Asmik Grigorian and Igor Golovatenko star in The Metropolitan Opera's evocative production of Tchaikovsky's romantic opera. Conducted by Timur Zangiev. Watch in cinemas from Tuesday 5 May 2026.
The Met’s evocative production, directed by Tony Award–winner Deborah Warner, 'offers a beautifully detailed reading of… Tchaikovsky’s lyrical romance' (The Telegraph). Watch in cinemas from Tuesday 5 May 2026.
Tatyana spends her days lost in the world of romantic books, while to her carefree sister Olga, love is just a game. When Olga’s admirer, the poet Lensky, arrives at their country estate with the brooding Eugene Onegin, sparks fly. Tatyana immediately falls for Onegin and declares her love for him in a letter. Onegin rejects her, telling her that he is not ready for marriage. Heartbroken, Tatyana is forced to put on a brave face at her own birthday party, and matters worsen when Onegin begins flirting with Olga. Lensky is outraged and challenges Onegin to a duel, with deadly consequences.
Years later, Onegin and Tatyana meet again at a ball in St Petersburg. Haunted by grief and regret, Onegin realises he has made a terrible mistake. But does Tatyana still feel the same?
Pyotr Il’yich Tchaikovsky’s best-loved opera, Eugene Onegin, is based on Alexander Pushkin’s 1833 verse novel of the same name. There was initially some concern that Tchaikovsky would spoil this pinnacle of Russian literature by setting it to music, but Eugene Onegin quickly became a firm favourite with Russian audiences. Within a decade of its 1879 premiere it had been performed over one hundred times in St Petersburg.

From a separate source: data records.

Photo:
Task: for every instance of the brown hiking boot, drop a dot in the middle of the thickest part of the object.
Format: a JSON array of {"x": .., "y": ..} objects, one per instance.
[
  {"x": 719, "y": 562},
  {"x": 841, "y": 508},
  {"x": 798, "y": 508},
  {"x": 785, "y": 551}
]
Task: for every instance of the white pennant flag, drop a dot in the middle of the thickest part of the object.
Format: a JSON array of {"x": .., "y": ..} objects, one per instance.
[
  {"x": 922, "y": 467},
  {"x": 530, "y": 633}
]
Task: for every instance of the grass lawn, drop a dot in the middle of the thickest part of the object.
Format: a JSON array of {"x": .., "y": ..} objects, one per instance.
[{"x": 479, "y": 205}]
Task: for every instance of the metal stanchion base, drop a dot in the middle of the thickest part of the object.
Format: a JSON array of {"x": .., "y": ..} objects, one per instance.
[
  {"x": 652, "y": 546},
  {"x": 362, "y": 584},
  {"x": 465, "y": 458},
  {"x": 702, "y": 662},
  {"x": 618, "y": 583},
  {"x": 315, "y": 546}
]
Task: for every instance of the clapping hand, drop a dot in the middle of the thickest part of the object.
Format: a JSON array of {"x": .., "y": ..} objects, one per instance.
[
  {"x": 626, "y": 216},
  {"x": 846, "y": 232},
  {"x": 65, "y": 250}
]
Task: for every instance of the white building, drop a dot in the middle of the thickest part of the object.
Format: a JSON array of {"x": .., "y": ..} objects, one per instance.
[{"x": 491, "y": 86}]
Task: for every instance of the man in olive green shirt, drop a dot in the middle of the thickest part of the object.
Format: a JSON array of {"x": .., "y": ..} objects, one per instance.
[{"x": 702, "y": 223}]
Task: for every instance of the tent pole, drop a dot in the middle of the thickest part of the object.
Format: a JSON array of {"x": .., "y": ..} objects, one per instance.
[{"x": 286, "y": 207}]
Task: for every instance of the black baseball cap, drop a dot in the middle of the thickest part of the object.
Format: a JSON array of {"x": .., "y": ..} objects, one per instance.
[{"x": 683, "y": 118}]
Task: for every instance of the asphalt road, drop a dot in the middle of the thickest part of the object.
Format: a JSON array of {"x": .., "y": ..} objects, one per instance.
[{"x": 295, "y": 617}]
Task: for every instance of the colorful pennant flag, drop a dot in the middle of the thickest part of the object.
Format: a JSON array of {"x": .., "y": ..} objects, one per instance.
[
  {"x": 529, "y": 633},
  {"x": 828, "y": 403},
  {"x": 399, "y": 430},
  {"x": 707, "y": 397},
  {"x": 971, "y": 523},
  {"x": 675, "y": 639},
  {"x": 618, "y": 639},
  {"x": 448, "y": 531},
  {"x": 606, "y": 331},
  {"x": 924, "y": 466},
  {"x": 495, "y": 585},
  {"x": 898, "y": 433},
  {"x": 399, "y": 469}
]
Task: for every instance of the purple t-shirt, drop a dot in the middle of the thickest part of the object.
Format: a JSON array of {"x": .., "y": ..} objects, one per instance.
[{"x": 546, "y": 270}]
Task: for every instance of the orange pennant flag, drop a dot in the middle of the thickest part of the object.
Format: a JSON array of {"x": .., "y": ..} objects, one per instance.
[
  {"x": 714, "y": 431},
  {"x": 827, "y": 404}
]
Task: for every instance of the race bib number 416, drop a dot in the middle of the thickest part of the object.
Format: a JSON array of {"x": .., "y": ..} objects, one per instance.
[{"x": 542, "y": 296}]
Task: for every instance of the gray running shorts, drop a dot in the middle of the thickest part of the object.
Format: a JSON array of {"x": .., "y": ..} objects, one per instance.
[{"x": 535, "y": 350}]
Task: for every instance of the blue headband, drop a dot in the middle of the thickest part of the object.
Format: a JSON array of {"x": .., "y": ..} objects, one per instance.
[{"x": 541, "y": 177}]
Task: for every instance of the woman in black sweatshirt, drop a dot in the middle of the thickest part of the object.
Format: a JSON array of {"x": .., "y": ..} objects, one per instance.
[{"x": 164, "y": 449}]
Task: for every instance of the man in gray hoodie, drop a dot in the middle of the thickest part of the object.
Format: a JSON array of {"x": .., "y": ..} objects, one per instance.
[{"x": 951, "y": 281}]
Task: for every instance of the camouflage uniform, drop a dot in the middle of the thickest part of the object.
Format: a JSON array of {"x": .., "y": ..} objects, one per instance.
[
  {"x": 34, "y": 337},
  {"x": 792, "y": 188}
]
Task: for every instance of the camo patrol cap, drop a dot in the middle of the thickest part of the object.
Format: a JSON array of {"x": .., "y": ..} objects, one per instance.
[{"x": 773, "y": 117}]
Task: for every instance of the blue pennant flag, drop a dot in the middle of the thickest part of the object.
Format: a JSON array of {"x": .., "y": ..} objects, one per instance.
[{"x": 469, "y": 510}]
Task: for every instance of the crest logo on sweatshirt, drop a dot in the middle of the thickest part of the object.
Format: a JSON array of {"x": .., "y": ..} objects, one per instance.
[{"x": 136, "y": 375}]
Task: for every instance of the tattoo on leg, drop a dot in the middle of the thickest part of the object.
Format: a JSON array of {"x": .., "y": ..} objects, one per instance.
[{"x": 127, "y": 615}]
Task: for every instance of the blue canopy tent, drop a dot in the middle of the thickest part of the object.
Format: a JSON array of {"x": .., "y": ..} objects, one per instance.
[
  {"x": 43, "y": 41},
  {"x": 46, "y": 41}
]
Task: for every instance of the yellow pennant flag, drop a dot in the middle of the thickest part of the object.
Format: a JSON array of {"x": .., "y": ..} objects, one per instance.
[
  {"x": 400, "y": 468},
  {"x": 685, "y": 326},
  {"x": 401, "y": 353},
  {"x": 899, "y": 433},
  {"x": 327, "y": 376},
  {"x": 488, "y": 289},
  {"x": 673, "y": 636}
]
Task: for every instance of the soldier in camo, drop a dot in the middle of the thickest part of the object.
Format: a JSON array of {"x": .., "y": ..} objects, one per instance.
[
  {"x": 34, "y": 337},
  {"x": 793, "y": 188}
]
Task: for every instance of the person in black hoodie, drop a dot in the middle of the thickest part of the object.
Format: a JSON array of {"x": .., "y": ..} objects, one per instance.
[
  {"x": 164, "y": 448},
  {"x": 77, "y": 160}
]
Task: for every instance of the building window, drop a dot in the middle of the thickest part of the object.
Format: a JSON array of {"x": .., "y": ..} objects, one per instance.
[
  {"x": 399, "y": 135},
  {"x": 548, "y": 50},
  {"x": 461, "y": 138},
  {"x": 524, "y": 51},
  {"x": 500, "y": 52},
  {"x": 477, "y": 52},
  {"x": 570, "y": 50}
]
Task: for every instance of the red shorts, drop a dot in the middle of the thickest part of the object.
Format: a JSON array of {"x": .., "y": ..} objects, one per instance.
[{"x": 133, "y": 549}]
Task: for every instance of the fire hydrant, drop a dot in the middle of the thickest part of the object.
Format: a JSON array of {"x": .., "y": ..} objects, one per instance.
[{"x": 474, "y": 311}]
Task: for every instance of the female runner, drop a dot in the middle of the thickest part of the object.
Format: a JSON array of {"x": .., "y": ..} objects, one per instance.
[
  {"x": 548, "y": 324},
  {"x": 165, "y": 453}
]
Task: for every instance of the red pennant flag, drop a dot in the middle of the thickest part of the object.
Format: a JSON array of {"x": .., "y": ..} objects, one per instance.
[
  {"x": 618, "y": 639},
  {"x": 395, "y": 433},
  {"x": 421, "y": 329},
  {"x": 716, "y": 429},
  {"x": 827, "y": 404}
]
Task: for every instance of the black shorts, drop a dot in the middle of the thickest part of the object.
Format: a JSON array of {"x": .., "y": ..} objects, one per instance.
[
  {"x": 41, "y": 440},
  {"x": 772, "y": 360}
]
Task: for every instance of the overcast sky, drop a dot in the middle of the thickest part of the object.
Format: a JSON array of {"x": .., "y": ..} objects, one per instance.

By contrast with the satirical tone of the Pushkin poem, Tchaikovsky’s opera is sincere in its sympathy for its characters. The title of the opera may reflect the disillusioned hero of the work, but the heart of the opera belongs to Tatyana, as is shown in the tenderness of her music. Tchaikovsky’s music imbues the interactions between them with intensity of feeling, and when the protagonists meet again, many years later, they are haunted by the memories – and melodies – of the past. You will hear her motif in the strings at the very start of the opera: a sighing, searching melody that gains full expression in her letter scene in Act I – an outpouring of devotion, in which the soprano voice soars over the orchestra. Other famous tunes include the Act III Polonaise, which opens the grand ballroom scene: a precursor to the climactic final encounter between Tatyana and Onegin. Lensky’s aria, immediately prior to the duel scene, is also a poignant meditation on lost dreams of youth, and young heartbreak.